Searzhudin Tamirlanovich Aktulaev, 40 anni, è stato arrestato all’aeroporto di Larnaca a Cipro nel maggio 2025 ed estradato negli Stati Uniti il 28 agosto 2026. Da allora è comparso in tribunale federale a San Francisco e rimane in custodia federale. L’incriminazione contro di lui era stata originariamente depositata a giugno 2021, ma è stata resa nota solo questa settimana.
I procuratori statunitensi sostengono che Aktulaev e i suoi co-cospiratori abbiano abusato del sistema di messaggistica di una nota società di tecnologia per l’occupazione freelance situata in California.
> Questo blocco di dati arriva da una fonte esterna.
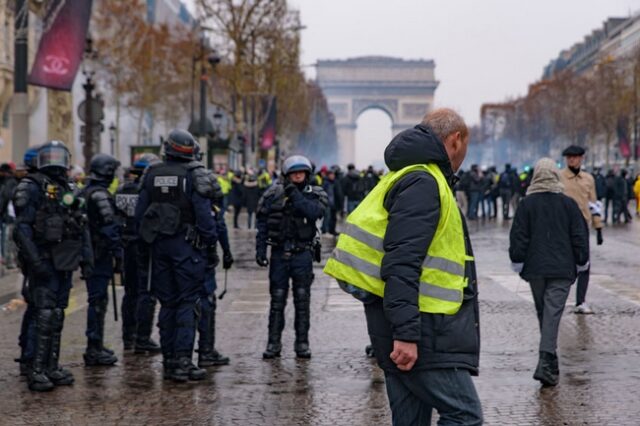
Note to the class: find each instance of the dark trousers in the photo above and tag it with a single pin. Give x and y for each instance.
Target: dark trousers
(236, 212)
(582, 285)
(413, 396)
(609, 202)
(207, 304)
(178, 274)
(130, 298)
(550, 296)
(146, 306)
(505, 195)
(297, 268)
(98, 295)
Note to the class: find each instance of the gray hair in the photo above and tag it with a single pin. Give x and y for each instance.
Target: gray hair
(444, 122)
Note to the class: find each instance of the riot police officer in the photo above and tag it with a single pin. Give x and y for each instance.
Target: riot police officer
(208, 356)
(105, 229)
(287, 216)
(174, 212)
(138, 304)
(53, 240)
(26, 340)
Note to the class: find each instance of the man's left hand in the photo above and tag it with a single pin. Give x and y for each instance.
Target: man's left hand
(404, 355)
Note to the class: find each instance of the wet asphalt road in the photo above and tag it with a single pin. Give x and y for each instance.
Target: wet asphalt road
(599, 354)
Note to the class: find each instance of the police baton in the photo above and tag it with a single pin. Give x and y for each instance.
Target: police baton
(224, 291)
(115, 300)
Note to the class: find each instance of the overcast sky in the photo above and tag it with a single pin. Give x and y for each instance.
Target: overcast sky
(484, 50)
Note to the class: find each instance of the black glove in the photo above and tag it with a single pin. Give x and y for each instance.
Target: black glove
(289, 189)
(227, 260)
(118, 265)
(41, 271)
(212, 258)
(86, 270)
(261, 260)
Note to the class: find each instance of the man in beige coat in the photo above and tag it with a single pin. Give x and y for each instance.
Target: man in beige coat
(581, 186)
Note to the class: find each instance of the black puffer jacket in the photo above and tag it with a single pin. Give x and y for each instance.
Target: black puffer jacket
(444, 341)
(550, 236)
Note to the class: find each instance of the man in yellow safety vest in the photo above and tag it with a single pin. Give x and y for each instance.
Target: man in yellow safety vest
(405, 252)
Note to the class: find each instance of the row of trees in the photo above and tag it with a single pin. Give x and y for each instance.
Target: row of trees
(150, 68)
(597, 109)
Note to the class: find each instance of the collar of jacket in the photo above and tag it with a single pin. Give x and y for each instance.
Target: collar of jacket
(570, 175)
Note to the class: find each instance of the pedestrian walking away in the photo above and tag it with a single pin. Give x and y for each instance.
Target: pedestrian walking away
(174, 212)
(580, 186)
(53, 241)
(287, 216)
(549, 244)
(208, 355)
(405, 252)
(106, 234)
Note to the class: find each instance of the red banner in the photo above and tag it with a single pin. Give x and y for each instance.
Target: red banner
(62, 44)
(268, 132)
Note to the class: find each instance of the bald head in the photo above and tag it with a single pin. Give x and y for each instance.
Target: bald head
(451, 129)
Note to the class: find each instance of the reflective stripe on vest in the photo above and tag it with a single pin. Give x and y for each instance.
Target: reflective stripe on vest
(357, 258)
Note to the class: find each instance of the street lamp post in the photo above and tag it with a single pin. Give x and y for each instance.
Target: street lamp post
(89, 103)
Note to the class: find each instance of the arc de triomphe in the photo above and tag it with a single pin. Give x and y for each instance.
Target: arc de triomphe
(404, 89)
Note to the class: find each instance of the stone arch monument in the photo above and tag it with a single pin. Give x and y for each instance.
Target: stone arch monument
(404, 89)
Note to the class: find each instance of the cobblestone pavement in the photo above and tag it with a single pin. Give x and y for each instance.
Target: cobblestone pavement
(600, 372)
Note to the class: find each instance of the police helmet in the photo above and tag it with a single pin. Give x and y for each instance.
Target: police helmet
(144, 161)
(197, 152)
(103, 167)
(30, 159)
(296, 163)
(180, 145)
(53, 156)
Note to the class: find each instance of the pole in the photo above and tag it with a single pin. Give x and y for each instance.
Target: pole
(87, 149)
(20, 101)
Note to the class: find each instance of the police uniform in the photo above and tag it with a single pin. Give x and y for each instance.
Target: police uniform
(53, 241)
(207, 354)
(106, 232)
(138, 304)
(287, 216)
(175, 218)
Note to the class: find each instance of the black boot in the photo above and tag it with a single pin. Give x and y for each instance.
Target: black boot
(547, 369)
(37, 377)
(276, 323)
(208, 356)
(369, 351)
(59, 376)
(96, 353)
(301, 300)
(185, 370)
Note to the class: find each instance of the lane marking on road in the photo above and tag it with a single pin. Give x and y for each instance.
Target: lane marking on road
(514, 284)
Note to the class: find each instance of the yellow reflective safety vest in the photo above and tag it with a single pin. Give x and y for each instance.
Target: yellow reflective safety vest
(357, 258)
(225, 185)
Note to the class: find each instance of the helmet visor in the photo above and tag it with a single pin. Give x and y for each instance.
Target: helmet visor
(53, 156)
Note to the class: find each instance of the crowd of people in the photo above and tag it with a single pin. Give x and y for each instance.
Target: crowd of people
(478, 191)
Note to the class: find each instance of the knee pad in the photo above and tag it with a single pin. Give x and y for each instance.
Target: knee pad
(278, 299)
(301, 295)
(44, 320)
(58, 319)
(43, 298)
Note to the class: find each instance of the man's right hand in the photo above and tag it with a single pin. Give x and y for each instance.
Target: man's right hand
(261, 260)
(404, 355)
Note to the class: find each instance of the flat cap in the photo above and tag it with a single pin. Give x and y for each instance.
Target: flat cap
(573, 150)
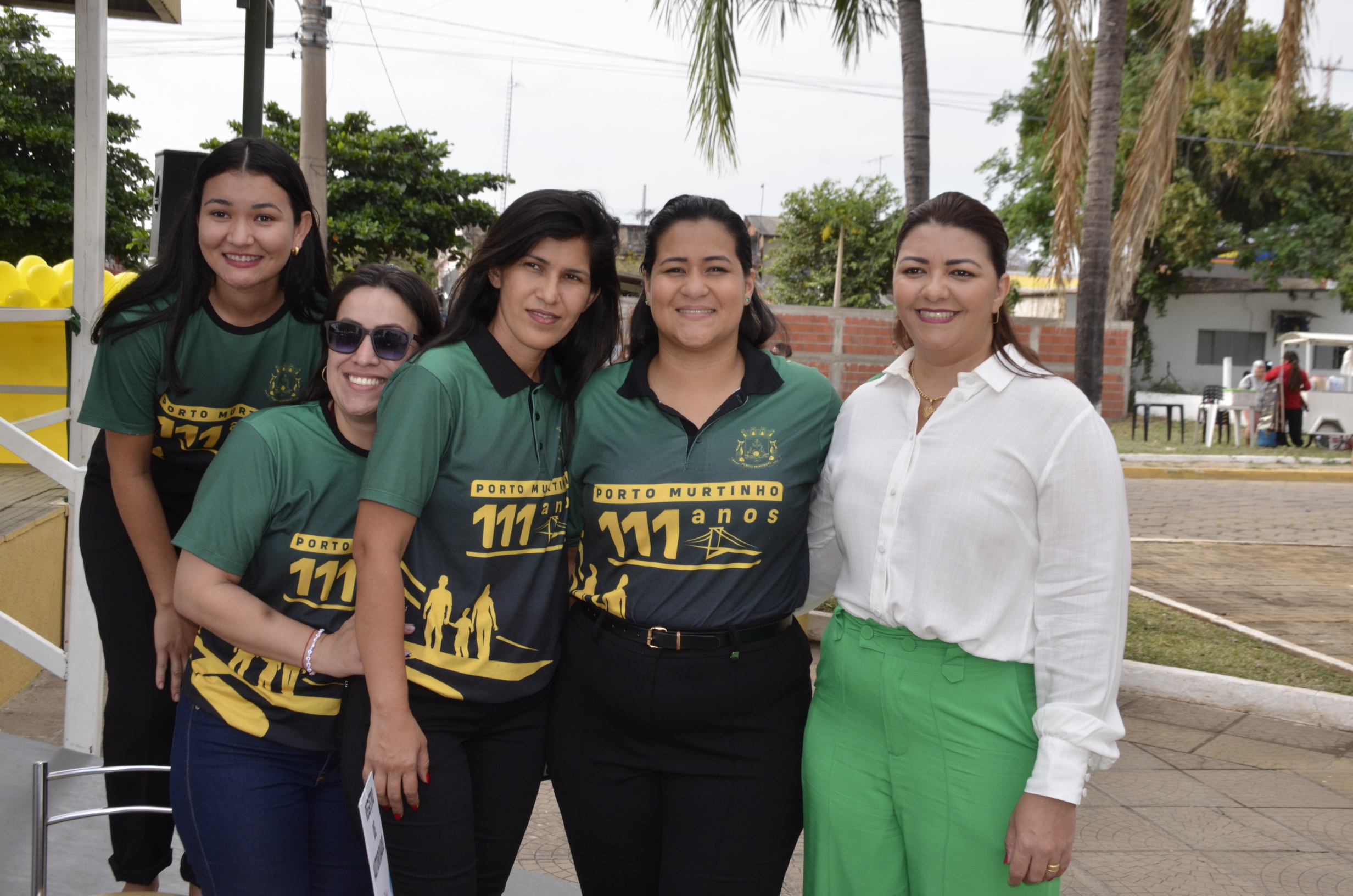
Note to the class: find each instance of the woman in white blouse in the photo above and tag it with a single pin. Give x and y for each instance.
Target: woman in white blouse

Le autorità non hanno identificato pubblicamente la piattaforma.
La campagna sarebbe opera tra giugno 2016 e novembre 2017. Durante quel periodo, circa 255 account falsi sono stati utilizzati per contattare freelance e distribuire file Microsoft Excel dannosi.
Quando i destinatari aprivano gli allegati, veniva chiesto loro di abilitare una macro. Facendo ciò, veniva scaricato malware da internet e installato sui loro computer.
Durante l’operazione sarebbero state dispiegate due famiglie di malware. Una era TVRAT, un trojan di accesso remoto noto anche come TeamSpy e TVSPY. I pubblici ministeri affermano che forniva accesso remoto ai computer compromessi tramite TeamViewer. Gli attaccanti hanno anche utilizzato DarkVNC, che forniva capacità di controllo remoto simili tramite VNC Viewer.
Entrambe le minacce erano in grado di inviare informazioni prese da computer infetti a infrastrutture di comando e controllo controllate dagli aggressori. I pubblici ministeri sostengono che Aktulaev e i suoi associati abbiano successivamente utilizzato informazioni rubate per compiere frodi e altre attività criminali.
Gli investigatori hanno scoperto migliaia di computer compromessi, che comunicavano con infrastrutture di comando e controllo ospitate negli Stati Uniti. I domini a supporto dell’operazione sarebbero stati acquistati utilizzando valuta virtuale.
Circa la metà delle vittime si trovava negli Stati Uniti, molte delle quali risiedevano nel Distretto Nord della California. Gli investigatori hanno anche scoperto un database contenente informazioni associate a migliaia di vittime.
La presunta operazione è andata oltre il semplice accesso remoto ai computer. Le autorità affermano che un account email collegato all’attività criminale conteneva un documento condiviso contenente credenziali di accesso al commercio elettronico e informazioni personali identificabili appartenenti a centinaia di persone.
Aktulaev ora affronta diverse accuse federali, tra cui cospirazione, reati legati al computer e furto d’identità aggravato. Alcune accuse individuali comportano pene detentive che vanno da cinque a venti anni, mentre il furto d’identità aggravato comporta una pena obbligatoria consecutiva di due anni per ogni violazione. Qualsiasi sentenza sarebbe infine determinata dal tribunale se dovesse essere condannato.
L’FBI ha indagato sul caso, mentre l’Ufficio per gli Affari Internazionali del Dipartimento di Giustizia si è occupato dell’estradizione di Aktulaev.
Aktulaev è previsto che torni in tribunale federale il 5 ottobre per una conferenza sullo stato. Le accuse contenute nell’atto d’accusa restano accuse, e si presume che non sia provato il suo colpevolezza.